Specific process of Mutation
First, use the where condition to find the partition to be modified;
Then, rebuild each partition and replace the old partition with a new partition. Once the partition is replaced, it cannot be rolled back;
For each partition, it can be considered atomic; However, for the entire mutation, if multiple partitions are involved, it is not atomic.
matters needing attention
The update feature does not support updating columns about primary keys or partition keys
The update operation is not atomic, that is, during the update process, some of the select results are likely to change and some remain unchanged. You can know from the specific process above
Updates are performed in the order of submission
Once the update is submitted, it cannot be revoked. Even if the clickhouse service is restarted, it will continue to execute in the order of system.mutations
Entries that have been updated will not be deleted immediately, and the number of reserved entries is determined by finished_mutations_to_keep storage engine parameter determination. When the amount of data is exceeded, the old entries are deleted
Updates may get stuck. For example, if the update intvalue='abc 'type of incorrect UPDATE statement fails to execute, it will remain stuck here. At this time, you can use kill music to cancel.
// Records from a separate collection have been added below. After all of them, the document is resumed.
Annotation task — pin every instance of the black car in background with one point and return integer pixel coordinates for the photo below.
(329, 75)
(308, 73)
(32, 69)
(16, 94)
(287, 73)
kill mutation where database='app' and table='test' -- database,table yes system.mutations Fields in table
According to the official instructions, the use scenario of update/delete is to update a large amount of data at one time, that is, the result of where condition filtering should be a large amount of data.
For example: alter table test update status = 1, where status = 0 and day ='2020-04-01 ', update the data for one day at a time.
So, can you update only one piece of data at a time? For example: alter table test update pv=110 where id=100
Of course, you can, but frequent such operations may cause pressure on the service. This is easy to understand. As mentioned above, the updated unit is the partition. If only one piece of data is updated, a partition needs to be rebuilt; If 100 pieces of data are updated and they may fall on 3 partitions, 3 partitions need to be rebuilt; Relatively speaking, the overall efficiency of updating a batch of data at a time is much higher than updating a row at a time.
For the scenario of frequent single update, it is recommended to use the replacing mergetree / collapsing mergetree engine to solve it in disguise.